Once the nonunion site is prepared, the pedicled graft is carefully lifted from the radial metaphysis using small osteotomes. The 1,2 ICSRA is ligated proximal to the bone graft, and the graft is checked for flow by deflating the tourniquet. The graft is passed under the radial wrist extensors and impacted gently into place. If a significant concavity exists in either the proximal or distal fragment, additional cancellous bone is harvested from the distal radius to fill out the deep area of concavity in the scaphoid. Once the graft is in place, a screw is placed down the scaphoid and supplemental internal fixation may be used. Alternatively, if the scaphoid fragments are loose and grossly unstable with respect to each other, internal fixation can be placed first to stabilize the scaphoid as a single unit, and the vascularized graft can be impacted into place. The screw should be placed in the volar third of the scaphoid to reduce the chance of dislodging the graft.

Outcomes

Outcomes of the 1,2 ICSRA vascularized bone graft have had an evolving history. Initial reports were encouraging, with some authors reporting union rates of 100%. , Later investigations were less favorable, with healing rates of only 71%, and, if AVN was present, only 50%. Moreover, failures occurred in 64% if humpback deformity and DISI were present. The conclusion was that 1,2 ICSRA grafting is not suitable for scaphoid nonunion with AVN and carpal collapse. Straw and colleagues reported on Zaidemberg’s technique, which they used to treat 22 established scaphoid fracture nonunions, 16 of which were found to have avascular proximal poles at surgery. The union rate was a dismal 27%. If AVN was present, the union rate was a mere 12.5%. A confounding element of this study was poor fixation of a single Kirschner wire. Boyer and colleagues showed poor healing with the 1,2 ICSRA when there was AVN, with 6 of 10 (60%) achieving union. For a humpback deformity and AVN, Henry showed 100% union in 15 patients; this is in contrast to a level I study by the Mayo group in which only 4 of 10 1,2 ICSRA grafts healed, compared with 12 of 12 medial femoral condyle grafts. In more recent studies, union rates of 75% to 95% have been reported , and 94.7%. The high variability of success may be attributed in part to inconsistent definitions and diagnoses of AVN.

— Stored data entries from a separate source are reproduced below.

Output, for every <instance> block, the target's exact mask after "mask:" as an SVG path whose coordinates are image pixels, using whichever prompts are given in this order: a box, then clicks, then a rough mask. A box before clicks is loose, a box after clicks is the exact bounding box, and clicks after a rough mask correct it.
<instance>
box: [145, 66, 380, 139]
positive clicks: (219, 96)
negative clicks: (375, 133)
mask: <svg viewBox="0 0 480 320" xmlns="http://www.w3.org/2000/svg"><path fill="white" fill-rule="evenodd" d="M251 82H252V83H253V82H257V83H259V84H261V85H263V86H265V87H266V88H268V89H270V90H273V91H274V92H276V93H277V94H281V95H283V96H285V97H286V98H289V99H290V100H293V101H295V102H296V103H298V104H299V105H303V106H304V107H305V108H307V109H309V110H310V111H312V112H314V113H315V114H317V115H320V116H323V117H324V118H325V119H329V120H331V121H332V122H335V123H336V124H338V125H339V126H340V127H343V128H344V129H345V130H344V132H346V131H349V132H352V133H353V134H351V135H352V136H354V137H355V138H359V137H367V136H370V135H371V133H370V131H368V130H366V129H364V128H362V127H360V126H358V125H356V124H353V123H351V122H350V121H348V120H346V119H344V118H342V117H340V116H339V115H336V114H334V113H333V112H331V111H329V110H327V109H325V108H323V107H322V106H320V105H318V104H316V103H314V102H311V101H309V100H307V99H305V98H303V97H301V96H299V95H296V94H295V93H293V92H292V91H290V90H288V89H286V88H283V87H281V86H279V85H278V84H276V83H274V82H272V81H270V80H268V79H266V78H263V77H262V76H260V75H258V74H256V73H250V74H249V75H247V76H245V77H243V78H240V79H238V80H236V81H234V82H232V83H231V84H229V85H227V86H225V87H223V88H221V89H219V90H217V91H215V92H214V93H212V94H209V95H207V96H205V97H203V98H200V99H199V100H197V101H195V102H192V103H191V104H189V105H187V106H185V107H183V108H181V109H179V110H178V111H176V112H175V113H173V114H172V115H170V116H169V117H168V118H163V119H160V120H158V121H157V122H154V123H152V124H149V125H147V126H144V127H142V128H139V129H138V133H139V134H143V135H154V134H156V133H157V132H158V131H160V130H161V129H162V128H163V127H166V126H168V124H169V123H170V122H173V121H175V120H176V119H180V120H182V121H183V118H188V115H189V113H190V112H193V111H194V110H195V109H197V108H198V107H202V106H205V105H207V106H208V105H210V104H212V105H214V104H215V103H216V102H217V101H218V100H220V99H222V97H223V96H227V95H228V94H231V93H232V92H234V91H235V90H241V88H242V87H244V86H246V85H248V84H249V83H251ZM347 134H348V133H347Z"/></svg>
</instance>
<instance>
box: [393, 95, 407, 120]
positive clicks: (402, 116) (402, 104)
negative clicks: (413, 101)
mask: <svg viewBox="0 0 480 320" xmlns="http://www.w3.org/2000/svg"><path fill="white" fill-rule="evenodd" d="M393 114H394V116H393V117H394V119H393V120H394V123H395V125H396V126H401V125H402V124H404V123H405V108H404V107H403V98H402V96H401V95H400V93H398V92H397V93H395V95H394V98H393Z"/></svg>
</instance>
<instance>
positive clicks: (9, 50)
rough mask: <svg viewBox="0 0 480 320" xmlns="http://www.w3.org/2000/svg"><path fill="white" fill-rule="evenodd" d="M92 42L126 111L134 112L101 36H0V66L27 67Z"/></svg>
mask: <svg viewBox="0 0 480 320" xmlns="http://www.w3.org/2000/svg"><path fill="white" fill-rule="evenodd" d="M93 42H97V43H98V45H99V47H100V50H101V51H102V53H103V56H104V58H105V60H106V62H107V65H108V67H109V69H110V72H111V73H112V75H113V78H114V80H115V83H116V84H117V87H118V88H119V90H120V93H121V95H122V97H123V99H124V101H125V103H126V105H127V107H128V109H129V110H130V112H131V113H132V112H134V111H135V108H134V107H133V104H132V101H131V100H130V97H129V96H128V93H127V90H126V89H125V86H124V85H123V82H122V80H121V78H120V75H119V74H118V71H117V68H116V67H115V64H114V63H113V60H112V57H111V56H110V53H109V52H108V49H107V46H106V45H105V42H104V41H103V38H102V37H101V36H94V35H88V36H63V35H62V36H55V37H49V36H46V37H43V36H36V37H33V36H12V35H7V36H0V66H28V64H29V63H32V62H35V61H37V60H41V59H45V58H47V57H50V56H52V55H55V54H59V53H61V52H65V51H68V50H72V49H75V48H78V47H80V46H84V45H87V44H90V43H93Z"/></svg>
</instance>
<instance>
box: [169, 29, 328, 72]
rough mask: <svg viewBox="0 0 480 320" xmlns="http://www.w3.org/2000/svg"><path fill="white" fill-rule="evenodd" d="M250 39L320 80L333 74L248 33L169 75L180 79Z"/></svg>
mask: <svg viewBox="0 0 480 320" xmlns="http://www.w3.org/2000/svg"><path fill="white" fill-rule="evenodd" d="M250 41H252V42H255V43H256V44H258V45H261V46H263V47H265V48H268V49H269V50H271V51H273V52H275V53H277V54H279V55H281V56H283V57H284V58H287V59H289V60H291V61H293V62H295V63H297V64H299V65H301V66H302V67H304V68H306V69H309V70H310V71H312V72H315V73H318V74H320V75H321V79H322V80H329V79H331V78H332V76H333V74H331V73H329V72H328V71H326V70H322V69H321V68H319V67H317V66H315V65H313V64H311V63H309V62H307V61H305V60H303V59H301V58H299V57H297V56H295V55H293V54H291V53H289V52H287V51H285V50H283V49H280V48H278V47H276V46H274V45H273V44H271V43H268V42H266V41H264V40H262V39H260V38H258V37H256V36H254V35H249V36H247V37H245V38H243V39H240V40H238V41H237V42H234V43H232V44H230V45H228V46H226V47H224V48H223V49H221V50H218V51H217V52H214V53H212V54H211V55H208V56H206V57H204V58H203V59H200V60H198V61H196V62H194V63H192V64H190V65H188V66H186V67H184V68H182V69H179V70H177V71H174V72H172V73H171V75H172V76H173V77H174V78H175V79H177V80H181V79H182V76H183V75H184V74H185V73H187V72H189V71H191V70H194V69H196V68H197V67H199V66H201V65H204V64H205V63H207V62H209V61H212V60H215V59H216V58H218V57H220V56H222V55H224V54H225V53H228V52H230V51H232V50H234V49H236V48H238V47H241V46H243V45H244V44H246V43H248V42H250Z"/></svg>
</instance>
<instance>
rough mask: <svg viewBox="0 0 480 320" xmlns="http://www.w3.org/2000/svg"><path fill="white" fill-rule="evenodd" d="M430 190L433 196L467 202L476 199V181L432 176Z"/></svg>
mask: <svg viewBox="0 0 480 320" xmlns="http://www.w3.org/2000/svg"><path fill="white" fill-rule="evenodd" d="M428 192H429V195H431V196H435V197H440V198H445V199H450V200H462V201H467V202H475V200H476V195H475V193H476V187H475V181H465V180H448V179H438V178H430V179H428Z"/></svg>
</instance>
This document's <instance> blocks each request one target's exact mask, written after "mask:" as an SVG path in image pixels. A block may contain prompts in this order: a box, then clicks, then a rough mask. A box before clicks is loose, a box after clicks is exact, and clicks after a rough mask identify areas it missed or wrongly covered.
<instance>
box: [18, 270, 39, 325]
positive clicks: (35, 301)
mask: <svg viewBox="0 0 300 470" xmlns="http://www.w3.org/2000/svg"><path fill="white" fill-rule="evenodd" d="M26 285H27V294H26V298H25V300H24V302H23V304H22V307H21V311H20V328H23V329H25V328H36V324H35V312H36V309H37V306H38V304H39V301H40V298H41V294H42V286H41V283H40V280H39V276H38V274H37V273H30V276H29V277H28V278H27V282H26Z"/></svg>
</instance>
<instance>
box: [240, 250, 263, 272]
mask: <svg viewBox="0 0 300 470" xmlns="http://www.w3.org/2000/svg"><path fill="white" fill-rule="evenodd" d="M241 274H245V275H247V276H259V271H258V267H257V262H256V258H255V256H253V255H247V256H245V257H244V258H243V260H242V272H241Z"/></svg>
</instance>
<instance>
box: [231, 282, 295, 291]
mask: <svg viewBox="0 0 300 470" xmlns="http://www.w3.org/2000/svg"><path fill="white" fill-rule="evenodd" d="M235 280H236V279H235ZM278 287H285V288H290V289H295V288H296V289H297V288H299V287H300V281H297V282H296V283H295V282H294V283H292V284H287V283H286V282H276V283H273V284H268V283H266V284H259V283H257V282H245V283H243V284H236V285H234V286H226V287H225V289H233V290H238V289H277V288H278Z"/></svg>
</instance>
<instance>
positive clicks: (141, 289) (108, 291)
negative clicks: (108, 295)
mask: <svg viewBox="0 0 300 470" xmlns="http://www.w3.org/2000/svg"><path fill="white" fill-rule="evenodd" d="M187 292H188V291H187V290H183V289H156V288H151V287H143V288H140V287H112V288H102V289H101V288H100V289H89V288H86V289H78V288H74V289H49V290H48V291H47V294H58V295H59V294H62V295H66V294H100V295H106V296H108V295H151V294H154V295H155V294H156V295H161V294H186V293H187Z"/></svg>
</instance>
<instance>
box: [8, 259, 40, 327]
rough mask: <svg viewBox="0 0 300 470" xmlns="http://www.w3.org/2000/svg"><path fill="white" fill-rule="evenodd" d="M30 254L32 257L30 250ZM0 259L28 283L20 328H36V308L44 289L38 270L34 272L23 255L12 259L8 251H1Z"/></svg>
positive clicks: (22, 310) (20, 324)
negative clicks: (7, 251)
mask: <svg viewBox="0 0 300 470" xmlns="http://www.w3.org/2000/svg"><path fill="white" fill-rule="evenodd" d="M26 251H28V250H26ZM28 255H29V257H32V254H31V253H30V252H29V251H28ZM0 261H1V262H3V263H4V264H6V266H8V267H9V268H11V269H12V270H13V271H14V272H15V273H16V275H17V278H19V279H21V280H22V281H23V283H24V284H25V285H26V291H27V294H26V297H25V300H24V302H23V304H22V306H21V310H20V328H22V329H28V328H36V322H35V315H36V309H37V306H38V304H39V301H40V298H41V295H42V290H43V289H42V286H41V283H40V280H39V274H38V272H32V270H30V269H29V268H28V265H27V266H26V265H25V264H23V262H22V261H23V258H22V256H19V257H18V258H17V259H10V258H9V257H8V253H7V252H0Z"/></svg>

Vascularized bone graft pedicled on the volar carpal artery

Kuhlmann and colleagues were the first to describe the vascularized bone graft pedicled on the volar carpal artery, which lies between the palmar periosteum of the radius and the distal part of the superficial aponeurosis of the pronator quadratus. It is harvested from the distal radius along with a 5-mm-wide strip of fascia and periosteum, using a volar approach. A trapezoidal graft can be harvested and placed palmarly in the case of humpback deformity.

Dailiana et al. reported its use in nine patients with scaphoid nonunion; union was achieved in 100% of cases. However, there was no preoperative carpal collapse and only 1 patient had AVN. Gras and Mathoulin reported on the use of this vascularized bone graft in 111 patients, 47 of whom had DISI. None had AVN. The union rate was 96% for primary nonunions and 90% for secondary nonunions ( Fig. 16.33 ). Sommerkamp and colleagues reported 100% healing in 15 patients with humpback deformity and avascular proximal pole using the palmar radiocarpal artery vascularized bone graft.

Fig. 16.33, Harvest and inset of the volar distal radius vascularized bone graft based on the radial contribution to the volar carpal artery. Donor site (A) , graft elevation with small osteotomes (B) , and inset (C) are noted. A small pyramid-shaped graft is harvested, and a small rim of fascia is taken around the pedicle during its subperiosteal dissection from the distal radius.